Throughput Performance

ZB-2p consistently outperformed all other methods across various configurations, achieving throughput improvements of up to 30% compared to 1F1B, even when using fewer micro-batches.

ZB-1p performed comparably to 1F1B-I in single-node setups but outperformed it in multi-node setups where communication bandwidth was a bottleneck. Its ability to reduce pipeline bubbles without communication overhead was a key advantage.

Bubble Rate Analysis

ZB-2p achieved a bubble rate of less than 1% in most setups. ZB-2p’s bubble rate was consistently lower than ZB-H2, showing the effectiveness of the automatic scheduling algorithm.

ZB-1p’s bubble rate was comparable to ZB-H1, where memory constraints become the dominant factor in limiting improvement.

Memory vs. Performance Trade-Offs

ZB-2p achieved the best throughput but required roughly twice the memory of 1F1B. Therefore, ZB-2p is more ideal for memory-rich setups.

ZB-1p matched the memory usage of 1F1B while achieving significant throughput gains, making it a more practical option with limited memory.

Limitations

Although zero-bubble scheduling shows promising results, we have identified several limitations.

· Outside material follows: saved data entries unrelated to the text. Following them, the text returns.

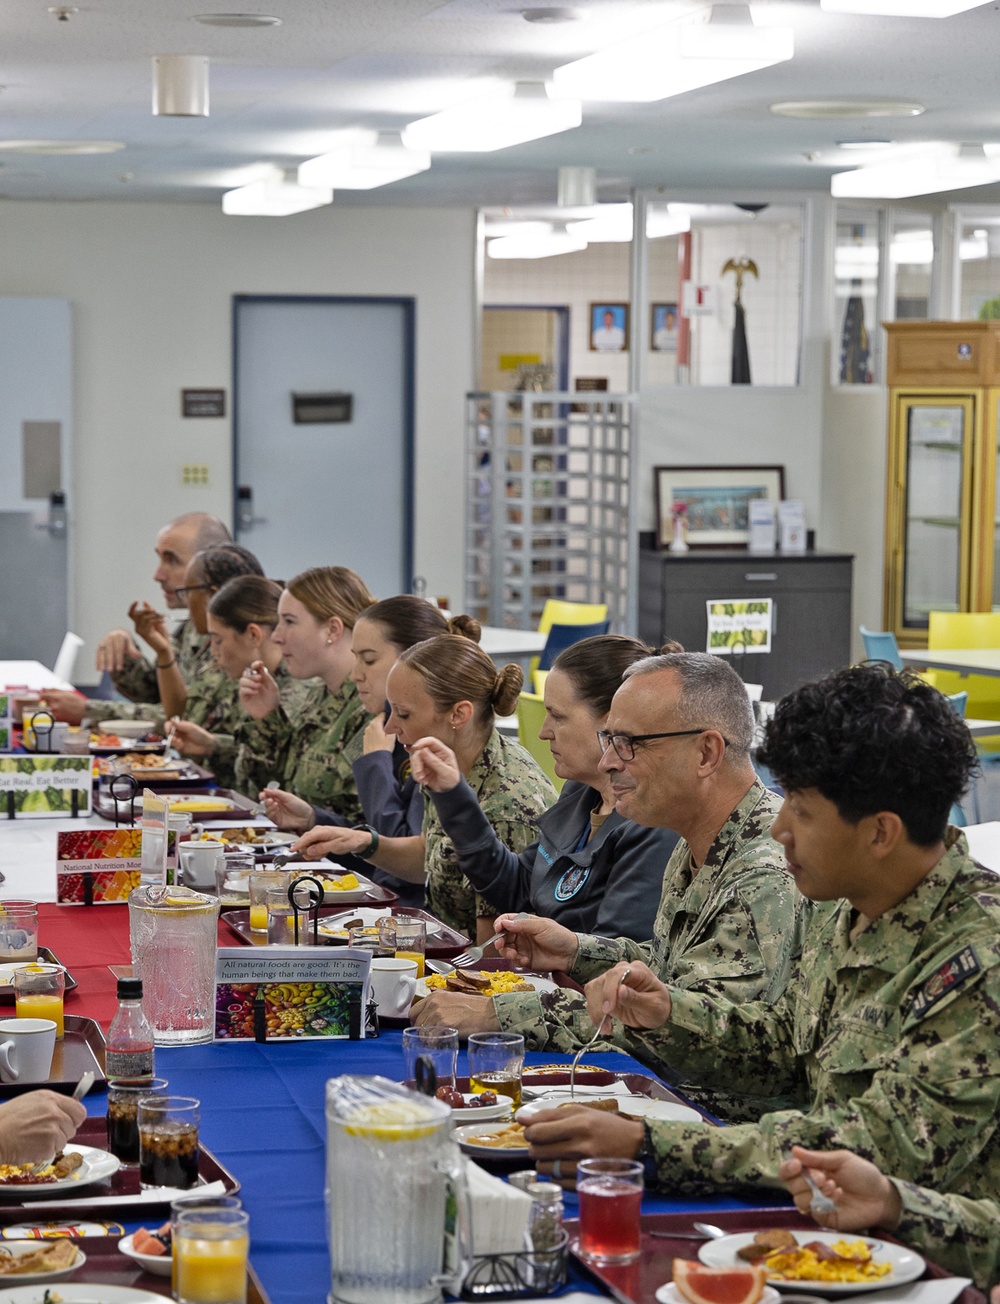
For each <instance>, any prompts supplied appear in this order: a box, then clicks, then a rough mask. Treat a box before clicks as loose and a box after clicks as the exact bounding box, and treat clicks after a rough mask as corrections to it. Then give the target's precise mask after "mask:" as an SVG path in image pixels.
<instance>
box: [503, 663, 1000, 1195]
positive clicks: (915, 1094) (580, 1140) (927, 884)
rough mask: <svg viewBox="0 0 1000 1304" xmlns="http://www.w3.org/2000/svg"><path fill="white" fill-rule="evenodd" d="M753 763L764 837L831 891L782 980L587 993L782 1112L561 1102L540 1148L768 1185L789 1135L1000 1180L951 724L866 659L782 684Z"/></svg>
mask: <svg viewBox="0 0 1000 1304" xmlns="http://www.w3.org/2000/svg"><path fill="white" fill-rule="evenodd" d="M761 759H763V762H764V764H767V765H769V767H771V768H772V769H773V771H774V773H776V775H777V776H778V778H780V780H781V782H782V785H784V786H785V789H786V792H787V797H786V801H785V805H784V806H782V810H781V814H780V815H778V818H777V819H776V822H774V825H773V828H772V832H773V835H774V837H776V838H777V840H778V841H780V842H781V844H782V845H784V848H785V854H786V858H787V862H789V867H790V870H791V872H793V874H794V876H795V880H797V883H798V887H799V889H801V891H802V892H803V893H804V895H806V896H807V897H810V898H811V900H815V901H836V902H837V905H836V908H834V909H833V910H832V911H831V910H827V911H823V913H821V914H819V915H817V917H815V918H814V919H812V922H811V925H810V928H808V932H807V935H806V941H804V947H803V952H802V958H801V962H799V965H798V969H797V973H795V974H794V975H793V978H791V981H790V983H789V986H787V988H786V991H785V995H784V996H782V998H781V999H780V1000H777V1001H776V1003H773V1004H769V1003H765V1001H755V1003H751V1004H737V1003H733V1001H726V1000H722V999H720V998H717V996H711V995H707V994H703V992H694V991H682V990H678V988H675V987H670V988H668V987H665V986H664V985H662V983H661V982H660V981H658V978H657V977H656V975H654V974H652V973H651V971H649V970H648V969H647V968H645V966H644V965H641V964H632V966H631V971H630V973H628V974H627V975H625V971H623V968H615V969H611V970H610V971H609V973H608V974H606V975H604V977H602V978H600V979H597V981H596V982H595V983H592V985H591V987H588V992H587V996H588V1005H589V1008H591V1012H592V1013H597V1012H605V1011H606V1012H614V1013H617V1016H618V1017H621V1018H623V1020H625V1021H626V1022H628V1024H630V1025H631V1026H634V1028H640V1029H647V1033H645V1035H647V1037H648V1038H651V1039H652V1041H653V1042H654V1043H656V1045H657V1046H660V1047H661V1048H662V1054H664V1055H665V1056H669V1058H670V1060H671V1061H675V1063H681V1064H683V1065H684V1067H686V1068H687V1069H688V1072H692V1073H695V1074H698V1076H700V1077H703V1078H704V1080H707V1081H725V1082H726V1085H728V1086H729V1088H731V1089H734V1090H750V1091H752V1090H759V1089H760V1086H761V1085H767V1086H768V1089H769V1090H777V1091H782V1093H785V1094H787V1095H790V1097H794V1098H795V1099H797V1101H798V1102H799V1108H794V1110H791V1108H790V1110H781V1111H777V1112H772V1114H767V1115H765V1116H764V1118H761V1119H760V1121H759V1124H754V1125H746V1124H743V1125H739V1127H733V1128H726V1129H716V1128H709V1127H695V1125H691V1127H688V1125H683V1124H670V1123H653V1124H651V1125H649V1127H648V1128H645V1129H644V1128H643V1125H641V1124H632V1123H627V1121H626V1120H613V1124H614V1125H613V1128H611V1129H610V1131H608V1129H604V1128H597V1129H591V1128H588V1125H587V1124H585V1123H581V1121H580V1120H579V1116H578V1114H576V1111H572V1118H574V1120H576V1121H571V1123H570V1125H568V1127H567V1125H559V1124H554V1123H551V1121H549V1120H548V1119H546V1120H544V1121H542V1123H541V1124H540V1125H538V1127H537V1129H531V1131H529V1138H531V1141H532V1145H533V1146H537V1151H536V1153H537V1154H538V1155H540V1157H541V1158H542V1159H549V1158H557V1157H558V1155H559V1154H572V1155H578V1154H580V1153H613V1154H641V1155H643V1158H644V1159H645V1161H647V1163H648V1167H649V1170H651V1178H652V1179H653V1180H656V1181H657V1183H658V1184H661V1185H664V1187H666V1188H668V1189H670V1191H694V1189H704V1188H712V1189H731V1188H735V1187H741V1185H744V1184H747V1183H765V1184H774V1183H776V1180H777V1176H778V1168H780V1166H781V1162H782V1158H784V1155H785V1154H786V1151H787V1150H789V1148H790V1146H791V1145H795V1144H797V1145H803V1146H811V1148H814V1149H815V1148H823V1146H828V1145H842V1146H847V1148H849V1149H851V1150H857V1151H858V1153H859V1154H860V1155H863V1157H864V1158H868V1159H872V1161H874V1162H876V1163H877V1164H879V1166H880V1167H881V1168H883V1170H884V1171H885V1172H888V1174H890V1175H892V1176H894V1178H900V1179H904V1180H907V1181H914V1183H919V1184H923V1185H928V1187H934V1188H937V1189H940V1191H944V1192H954V1193H958V1194H969V1196H997V1194H999V1193H1000V1131H997V1106H1000V1067H999V1065H1000V1061H999V1060H997V1055H996V1046H997V1035H999V1034H1000V880H999V879H997V878H996V875H993V874H991V872H988V871H986V870H983V868H980V867H979V866H978V865H975V863H974V862H973V861H971V858H970V857H969V850H967V846H966V842H965V838H963V837H962V836H961V835H960V833H958V831H957V829H947V820H948V811H949V808H950V806H952V803H953V802H956V801H957V799H958V798H960V797H961V794H962V793H963V792H965V789H966V786H967V782H969V777H970V775H971V773H973V771H974V768H975V748H974V746H973V742H971V739H970V737H969V732H967V730H966V728H965V725H963V724H962V721H961V720H960V719H958V716H956V715H954V712H953V711H952V708H950V705H949V703H948V702H947V700H945V699H944V698H943V696H941V695H940V694H939V692H936V691H935V690H934V689H931V687H930V686H928V685H926V683H923V682H920V681H919V679H915V678H914V677H913V675H909V674H902V675H896V674H894V673H893V672H892V670H890V669H889V668H888V666H885V665H884V664H877V665H863V666H855V668H853V669H850V670H844V672H840V673H838V674H834V675H829V677H828V678H827V679H824V681H821V682H820V683H819V685H807V686H806V687H804V689H801V690H798V691H797V692H794V694H791V695H790V696H789V698H785V699H784V700H782V702H781V703H780V704H778V708H777V712H776V716H774V719H773V721H772V722H771V725H769V726H768V734H767V741H765V745H764V748H763V751H761ZM838 898H842V900H838ZM621 982H623V983H625V985H626V986H619V983H621ZM619 1123H621V1124H622V1125H621V1127H619V1125H618V1124H619ZM608 1146H610V1148H611V1149H610V1151H609V1150H608ZM557 1171H559V1170H557Z"/></svg>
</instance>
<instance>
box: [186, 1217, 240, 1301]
mask: <svg viewBox="0 0 1000 1304" xmlns="http://www.w3.org/2000/svg"><path fill="white" fill-rule="evenodd" d="M249 1228H250V1215H249V1214H248V1213H246V1211H245V1210H244V1209H227V1208H223V1206H219V1205H215V1206H210V1205H205V1206H199V1208H194V1209H181V1210H179V1211H177V1214H176V1217H175V1219H173V1227H172V1231H173V1262H175V1270H176V1275H175V1297H176V1299H177V1300H179V1301H180V1304H245V1301H246V1260H248V1256H249V1252H250V1231H249Z"/></svg>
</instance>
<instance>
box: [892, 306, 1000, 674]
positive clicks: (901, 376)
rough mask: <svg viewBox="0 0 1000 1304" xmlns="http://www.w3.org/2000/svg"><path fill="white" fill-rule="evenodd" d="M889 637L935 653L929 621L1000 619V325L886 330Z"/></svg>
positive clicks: (895, 322)
mask: <svg viewBox="0 0 1000 1304" xmlns="http://www.w3.org/2000/svg"><path fill="white" fill-rule="evenodd" d="M885 330H887V333H888V338H889V346H888V366H887V381H888V385H889V462H888V477H887V505H885V615H884V619H885V629H888V630H892V631H893V632H894V634H896V638H897V640H898V643H900V647H909V648H919V647H926V645H927V615H928V613H930V612H992V610H1000V565H997V529H996V526H997V520H996V507H997V502H1000V498H999V497H997V466H999V462H997V408H999V406H1000V321H983V322H922V321H913V322H887V323H885Z"/></svg>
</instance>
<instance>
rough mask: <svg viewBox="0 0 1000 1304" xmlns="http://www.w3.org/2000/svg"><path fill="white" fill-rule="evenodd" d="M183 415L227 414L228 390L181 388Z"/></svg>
mask: <svg viewBox="0 0 1000 1304" xmlns="http://www.w3.org/2000/svg"><path fill="white" fill-rule="evenodd" d="M180 413H181V416H226V390H181V391H180Z"/></svg>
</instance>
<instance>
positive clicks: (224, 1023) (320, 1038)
mask: <svg viewBox="0 0 1000 1304" xmlns="http://www.w3.org/2000/svg"><path fill="white" fill-rule="evenodd" d="M370 970H372V952H370V951H361V949H355V948H352V947H267V949H266V951H265V949H259V951H258V949H256V948H253V949H250V948H246V947H220V948H219V952H218V956H216V961H215V1041H216V1042H232V1041H252V1042H299V1041H310V1039H312V1041H329V1039H330V1038H340V1039H343V1038H348V1039H351V1041H359V1039H360V1038H362V1037H364V1035H365V1009H366V1005H368V1000H369V996H370V992H369V981H370Z"/></svg>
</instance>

The handcrafted schedules ZB-H1 and ZB-H2 assume that the forward pass ($F$), backward pass for inputs ($B$), and backward pass for weights ($W$) have identical execution times. In practice, these times can vary significantly across layers and stages and can introduce additional bubbles.

The automatic scheduling algorithm can struggle with highly heterogeneous device latencies or bandwidths. For example, devices with slower interconnects (e.g., PCIe instead of NVLink) or highly distributed setups (e.g., across multiple servers) can cause bottlenecks.

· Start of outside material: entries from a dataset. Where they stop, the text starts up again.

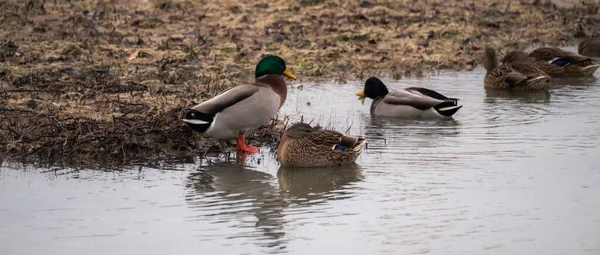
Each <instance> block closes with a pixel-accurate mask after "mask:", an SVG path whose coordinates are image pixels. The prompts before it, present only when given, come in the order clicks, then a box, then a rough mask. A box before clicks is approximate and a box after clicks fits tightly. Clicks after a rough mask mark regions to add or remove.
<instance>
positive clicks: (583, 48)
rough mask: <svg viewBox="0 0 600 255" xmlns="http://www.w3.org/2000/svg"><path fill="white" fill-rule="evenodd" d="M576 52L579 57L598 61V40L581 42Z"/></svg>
mask: <svg viewBox="0 0 600 255" xmlns="http://www.w3.org/2000/svg"><path fill="white" fill-rule="evenodd" d="M578 51H579V54H581V55H584V56H588V57H591V58H598V59H600V38H589V39H585V40H583V41H581V42H580V43H579V47H578Z"/></svg>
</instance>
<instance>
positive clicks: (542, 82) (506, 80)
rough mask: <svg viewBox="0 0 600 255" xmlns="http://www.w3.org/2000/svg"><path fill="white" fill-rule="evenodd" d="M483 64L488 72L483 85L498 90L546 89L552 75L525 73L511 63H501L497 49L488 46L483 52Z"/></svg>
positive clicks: (483, 79)
mask: <svg viewBox="0 0 600 255" xmlns="http://www.w3.org/2000/svg"><path fill="white" fill-rule="evenodd" d="M483 66H484V67H485V70H486V73H485V77H484V79H483V87H484V88H486V89H497V90H544V89H547V87H548V85H547V83H548V82H549V81H550V77H549V76H547V75H545V74H538V75H529V76H528V75H525V74H522V73H520V72H518V71H516V70H514V69H513V68H512V66H511V65H509V64H500V63H499V62H498V56H497V55H496V50H494V49H493V48H490V47H486V48H485V50H484V52H483Z"/></svg>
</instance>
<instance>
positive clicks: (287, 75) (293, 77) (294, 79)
mask: <svg viewBox="0 0 600 255" xmlns="http://www.w3.org/2000/svg"><path fill="white" fill-rule="evenodd" d="M283 75H285V76H287V77H290V78H292V79H294V80H295V79H296V76H294V74H292V73H291V72H290V71H289V70H287V68H286V69H285V71H283Z"/></svg>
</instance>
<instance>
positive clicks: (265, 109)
mask: <svg viewBox="0 0 600 255" xmlns="http://www.w3.org/2000/svg"><path fill="white" fill-rule="evenodd" d="M284 75H285V76H287V77H290V78H292V79H296V77H295V76H294V75H293V74H292V73H290V71H288V70H287V68H286V65H285V61H283V59H281V58H280V57H278V56H267V57H265V58H263V59H262V60H260V62H258V64H257V65H256V71H255V78H256V81H255V82H254V83H248V84H241V85H238V86H236V87H233V88H231V89H229V90H227V91H225V92H223V93H221V94H219V95H217V96H215V97H213V98H211V99H209V100H207V101H204V102H202V103H201V104H199V105H196V106H194V107H192V108H191V110H190V111H189V112H188V113H187V114H186V115H185V118H184V119H183V121H184V122H186V123H187V124H188V125H189V126H190V127H191V128H192V129H193V130H196V131H198V132H200V133H203V134H205V135H206V136H208V137H212V138H214V139H219V140H222V139H233V138H236V137H237V148H238V150H241V151H246V152H257V151H258V148H256V147H254V146H249V145H246V141H245V138H244V136H245V134H246V133H248V132H249V131H252V130H254V129H256V128H258V127H260V126H261V125H262V124H264V123H265V122H267V121H268V120H269V119H271V118H272V117H273V116H275V114H276V113H277V111H278V110H279V108H280V107H281V106H282V105H283V103H284V102H285V98H286V96H287V87H286V84H285V80H284Z"/></svg>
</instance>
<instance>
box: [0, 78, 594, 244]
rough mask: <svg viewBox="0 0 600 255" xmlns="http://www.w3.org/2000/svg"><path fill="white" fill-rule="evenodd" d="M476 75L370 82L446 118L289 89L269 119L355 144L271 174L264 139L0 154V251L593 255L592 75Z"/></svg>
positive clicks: (336, 97) (352, 86) (345, 98)
mask: <svg viewBox="0 0 600 255" xmlns="http://www.w3.org/2000/svg"><path fill="white" fill-rule="evenodd" d="M596 75H598V74H596ZM482 80H483V71H482V70H481V69H476V70H475V71H473V72H467V73H442V74H440V75H436V76H430V77H425V78H422V79H405V80H400V81H396V82H391V81H389V80H384V82H386V84H388V87H390V88H391V89H400V88H405V87H408V86H423V87H428V88H431V89H434V90H437V91H438V92H440V93H442V94H445V95H447V96H451V97H458V98H460V99H461V101H460V102H461V103H462V104H463V105H464V107H463V108H462V109H461V110H460V111H459V112H458V113H457V114H456V115H455V116H454V118H453V119H450V120H398V119H389V118H374V117H372V116H370V114H369V105H370V103H371V101H370V100H366V103H365V105H361V104H360V101H358V99H357V97H356V96H354V93H355V92H357V91H359V90H362V86H363V82H361V81H354V82H349V83H347V84H314V83H305V84H301V85H300V84H295V85H293V86H292V87H293V88H292V89H291V90H290V95H289V96H288V101H286V104H285V106H284V107H283V108H282V112H281V113H280V117H283V116H288V117H289V118H290V119H291V120H292V122H293V121H294V120H298V119H300V118H302V119H304V120H305V121H311V120H312V121H313V123H319V124H321V125H323V126H327V127H332V128H335V129H338V130H341V131H346V130H349V132H350V133H353V134H360V135H364V136H365V137H366V138H367V139H368V141H369V143H368V149H366V150H365V151H364V153H363V155H362V156H361V157H360V158H359V159H358V160H357V162H356V165H352V166H349V167H344V168H337V169H305V170H302V171H294V170H290V169H283V168H282V169H280V168H279V166H278V164H277V163H276V162H275V160H274V155H273V151H274V150H273V149H272V148H266V147H265V148H262V149H261V151H262V152H261V153H260V154H257V155H253V156H250V157H247V158H245V159H244V166H242V165H241V164H240V163H241V162H240V161H241V160H236V159H231V160H227V159H225V158H221V159H213V160H198V162H197V163H195V164H186V165H175V166H165V167H163V168H161V169H155V168H147V167H131V168H128V169H123V171H119V172H105V171H98V170H80V171H73V169H56V170H54V171H47V170H46V169H35V168H30V169H22V167H21V166H19V165H16V164H7V163H4V164H3V166H2V168H0V169H1V170H0V224H1V228H0V229H2V230H1V231H0V247H2V248H1V249H2V254H42V253H43V254H61V255H62V254H165V253H174V254H175V253H190V252H191V253H198V252H201V253H205V254H262V253H289V254H313V253H314V254H326V253H327V254H426V253H429V254H457V255H458V254H461V255H462V254H600V241H599V240H600V199H598V198H599V197H600V159H598V155H600V146H599V145H600V113H598V109H600V82H599V80H596V79H589V78H588V79H570V80H554V81H553V89H552V90H550V91H544V92H538V93H507V92H490V91H488V92H486V91H485V90H484V89H483V86H482V83H481V81H482ZM44 170H46V171H45V172H43V171H44Z"/></svg>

The zero-bubble scheduling strategies assume a synchronous training setup, where all pipeline stages must remain in sync. This design ensures exact optimization semantics but limits applicability in asynchronous environments.

Conclusion

Pipeline bubbles have long been a limiting factor in distributed training, reducing throughput and leaving computational resources under-utilized. The zero-bubble pipeline scheduling strategies presented in this paper mark a significant step forward, achieving higher throughput while maintaining synchronous training semantics.

Contributions

We summarize the key contributions of zero-bubble scheduling:

Finer-grained scheduling: By splitting the backward pass into gradients with respect to inputs ($B$) and weights ($W$), finer-grained scheduling introduces flexibility that reduces and even eliminates pipeline bubbles.
Automatic scheduling: The automatic zero-bubble scheduler adapts to real-world conditions, including heterogeneous execution times, hardware configurations, and memory constraints.
Integration with existing strategies: The proposed methods are orthogonal to other parallelism strategies like data parallelism (DP), tensor parallelism (TP), and ZeRO , and they can be integrated into hybrid training setups for further performance gains.

Future Work

While zero-bubble scheduling has demonstrated significant potential, we have identified several avenues for future research.

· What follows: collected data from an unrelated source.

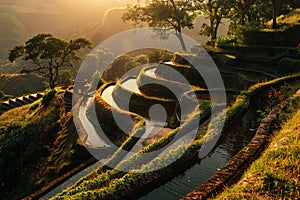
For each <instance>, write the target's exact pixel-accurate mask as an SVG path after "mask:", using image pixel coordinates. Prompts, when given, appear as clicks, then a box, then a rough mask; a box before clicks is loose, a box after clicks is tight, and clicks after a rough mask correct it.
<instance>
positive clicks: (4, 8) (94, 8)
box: [0, 0, 135, 60]
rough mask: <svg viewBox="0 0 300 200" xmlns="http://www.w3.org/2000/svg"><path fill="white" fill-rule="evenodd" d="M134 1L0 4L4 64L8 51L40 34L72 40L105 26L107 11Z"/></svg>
mask: <svg viewBox="0 0 300 200" xmlns="http://www.w3.org/2000/svg"><path fill="white" fill-rule="evenodd" d="M130 2H135V1H133V0H131V1H126V2H124V1H110V0H102V1H89V2H88V3H87V2H86V1H85V0H73V1H72V4H70V3H69V2H67V1H60V0H51V1H39V0H26V1H22V0H11V1H6V0H0V27H1V29H0V60H5V59H6V57H7V51H8V50H9V49H11V48H12V47H14V46H15V45H17V44H21V43H23V42H24V41H25V40H26V39H28V38H29V37H31V36H32V35H35V34H37V33H40V32H50V33H52V34H54V35H57V36H58V37H63V38H70V37H71V36H72V35H73V34H75V33H76V32H81V30H82V29H84V27H88V26H89V25H90V24H95V23H96V24H97V23H100V25H101V24H102V21H103V17H104V14H105V12H106V10H108V9H110V8H113V7H117V6H126V4H127V3H130Z"/></svg>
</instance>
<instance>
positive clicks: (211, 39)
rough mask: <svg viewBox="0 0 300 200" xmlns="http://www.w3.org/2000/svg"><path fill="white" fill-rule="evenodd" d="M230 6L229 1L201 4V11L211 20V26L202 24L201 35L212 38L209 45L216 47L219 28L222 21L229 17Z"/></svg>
mask: <svg viewBox="0 0 300 200" xmlns="http://www.w3.org/2000/svg"><path fill="white" fill-rule="evenodd" d="M230 6H231V5H230V1H228V0H217V1H215V0H208V1H201V3H199V6H198V7H199V10H200V11H201V12H202V14H203V15H204V16H205V17H206V18H207V19H209V24H207V23H203V24H202V26H201V29H200V32H199V34H201V35H204V36H208V37H210V41H209V44H211V45H212V46H214V45H215V42H216V39H217V33H218V28H219V26H220V24H221V23H222V19H223V18H226V17H227V16H228V12H229V9H230Z"/></svg>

Adapting the zero-bubble approach to asynchronous training settings could further improve scalability by eliminating synchronization requirements. This would require addressing challenges in managing dependencies and ensuring consistent optimization semantics. In addition, future work could focus on extending the automatic scheduler to handle highly heterogeneous environments, such as clusters with varying device speeds, memory capacities, and interconnect bandwidths.

Investigating dynamic scheduling techniques that adapt in real-time to changing workloads or hardware conditions can optimize training efficiency. As hybrid parallelism strategies become common, integrating zero-bubble scheduling into DP or TP could lead to greater performance benefits.

Zero-bubble pipeline scheduling represents a significant advance in distributed training, demonstrating how finer-grained scheduling can boost throughput and resource utilization. This blog post builds on these ideas by providing detailed visualizations, contextual insights, and step-by-step clarity, making this complex topic more accessible. We hope these contributions help others better understand and apply zero-bubble scheduling, sparking more innovation in scalable deep learning systems.